Narrative is the new SEO

It all comes down to the way generative engines prioritize information. Both sides want their stories to become the basis of AI responses – PR for clients, media for themselves – in the hope of strengthening their authority. Good news for the media side: Studies show that AI portals prioritize journalistic content far above commercial content (such as a corporate blog or site).

That’s also good news for PR, as a large part of their work involves communicating with the media. If you think of the goals and messages of a PR campaign as one circle, and the stories a journalist wants to tell as another circle, then where these two circles overlap is the greatest opportunity for both parties to influence AI responses.
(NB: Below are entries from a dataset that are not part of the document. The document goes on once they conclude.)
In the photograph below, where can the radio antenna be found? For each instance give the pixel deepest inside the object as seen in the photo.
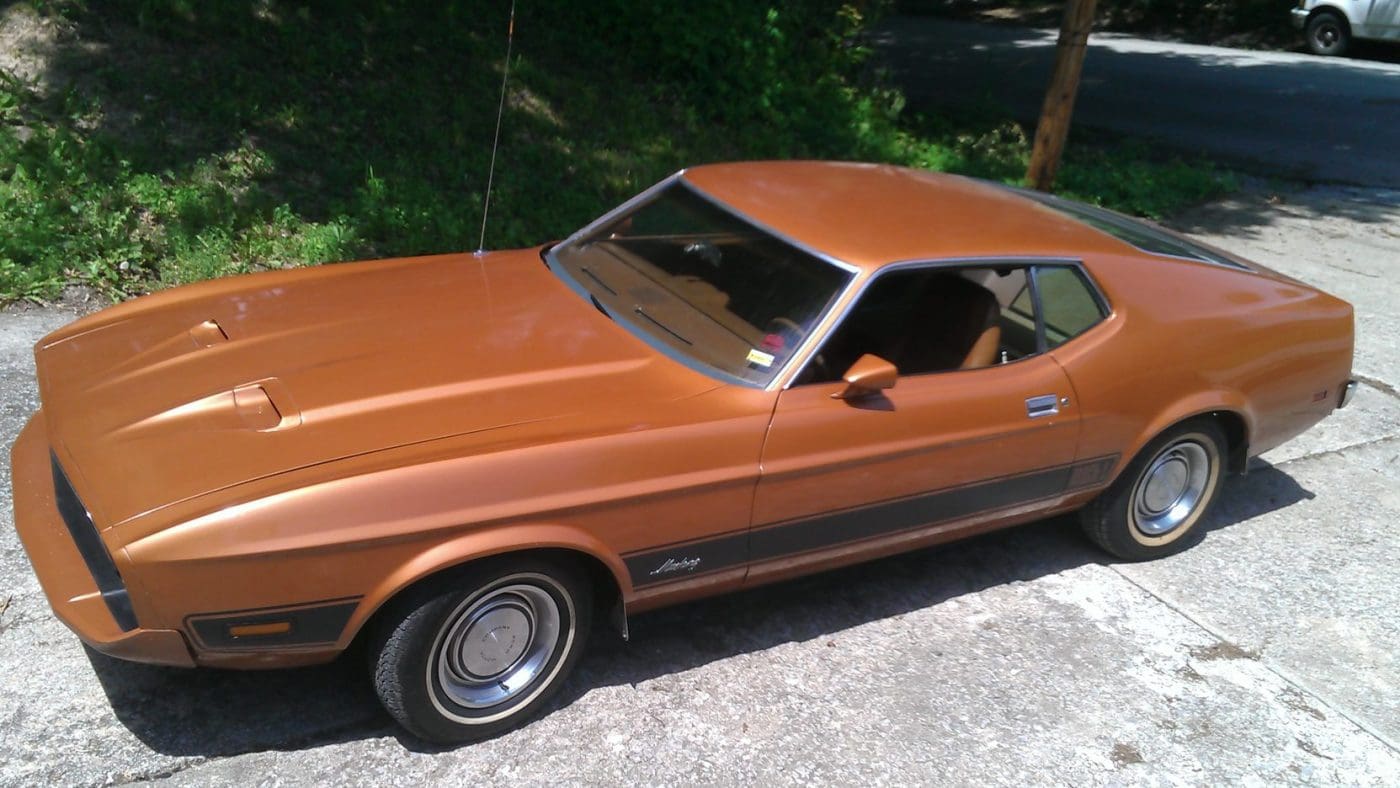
(500, 111)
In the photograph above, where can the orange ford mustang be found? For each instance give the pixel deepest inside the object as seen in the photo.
(748, 373)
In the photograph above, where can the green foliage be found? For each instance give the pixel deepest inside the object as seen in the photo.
(217, 137)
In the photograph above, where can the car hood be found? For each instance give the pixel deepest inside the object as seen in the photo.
(202, 388)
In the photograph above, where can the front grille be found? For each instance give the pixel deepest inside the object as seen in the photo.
(90, 546)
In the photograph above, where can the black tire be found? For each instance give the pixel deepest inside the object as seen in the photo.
(471, 657)
(1327, 34)
(1144, 514)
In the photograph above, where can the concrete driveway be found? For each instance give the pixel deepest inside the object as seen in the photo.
(1305, 116)
(1267, 654)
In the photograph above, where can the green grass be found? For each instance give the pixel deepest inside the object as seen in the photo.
(192, 140)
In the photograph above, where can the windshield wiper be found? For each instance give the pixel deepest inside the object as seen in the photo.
(660, 325)
(601, 283)
(599, 304)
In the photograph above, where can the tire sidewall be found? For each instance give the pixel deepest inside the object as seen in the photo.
(1116, 529)
(1213, 445)
(1315, 27)
(406, 659)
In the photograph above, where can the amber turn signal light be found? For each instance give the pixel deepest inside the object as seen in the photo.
(256, 630)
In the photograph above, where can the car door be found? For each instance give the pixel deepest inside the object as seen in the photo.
(1383, 18)
(944, 449)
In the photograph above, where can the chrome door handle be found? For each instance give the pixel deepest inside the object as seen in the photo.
(1043, 405)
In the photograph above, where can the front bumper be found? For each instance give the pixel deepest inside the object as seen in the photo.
(65, 577)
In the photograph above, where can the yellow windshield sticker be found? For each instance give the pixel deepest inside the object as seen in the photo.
(760, 359)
This is due to a fundamental difference between AI engines and search engines: AI looks for patterns instead of keywords. The more similar stories it sees across sites, domains, and social media, the more confident it will be in the summary it creates. Domain authority (the power of a specific URL) still matters, but actual authority is more important.

What that means in practice: If an AI engine sees that a site or person has covered the same topic over and over again, and from many different angles, and is often cited elsewhere, this will strengthen the authority signal. And that can matter just as much, if not more, than more general reporting from a major (Tier 1, to use PR jargon) publication.

This has two important consequences for the relationship between publicist and journalist. First, specialized journalists who focus exclusively on a particular beat have become more valuable. This also applies to publications, making trade/B2B cafés newly relevant. Second, while relationships with journalists are crucial in media relations, they are still only one part of a broader content strategy. There are other ways to build authority in the eyes of AI engines, including company blogs, social media, and more. Yes, journalists’ content is a priority, but the rest will reinforce the story the answer machine sees.

Beyond the byline

On the other hand, journalists have to play this game too. While their content comes first for GEO, if it is not unique it will not stand out from the competition. If it is too general or incomplete, AI engines will likely prioritize other content that is more specific and comprehensive. If AI doesn’t answer the common questions people ask, AI moves on to content that does.

All this is to say that in an AI world it is much better for a journalist to have a clear area of ​​coverage than to be a generalist. But that’s just step one. Just as PR needs to build a story with a broader content strategy involving other platforms and formats, so should journalists.

Most journalists write articles for a living, but to better capture the attention of AI engines, it’s advisable to distribute those stories across different formats and platforms. Whether it’s creating a personal website or newsletter, attending events, or publishing in new formats like short videos or podcasts, the goal is to increase the visibility of the stories you tell: the stories people are asking about in ChatGPT, Google, and Perplexity. Building your brand around them is a bonus.

The irony of all this is that AI initially promised to ease the burden of “content marketing” tasks like writing social media copy and SEO headlines, which virtually no journalist wanted to do. But it turns out that if you want to deploy GEO successfully, these tasks are amplified: you have to constantly think about the ways in which your stories can be presented and remixed to ensure that AI engines notice.

The upside is that it’s all inherently human. Generative engines look for patterns, but also prioritize the uniqueness within those patterns. And uniqueness is what people are best at. For journalists, it is the scoops and unearthed facts that produce fascinating stories. For PR, personal relationships remain the most reliable way to find connections to those stories. While AI is changing the way stories are found and told, the edge still lies with those who know how best to tell them.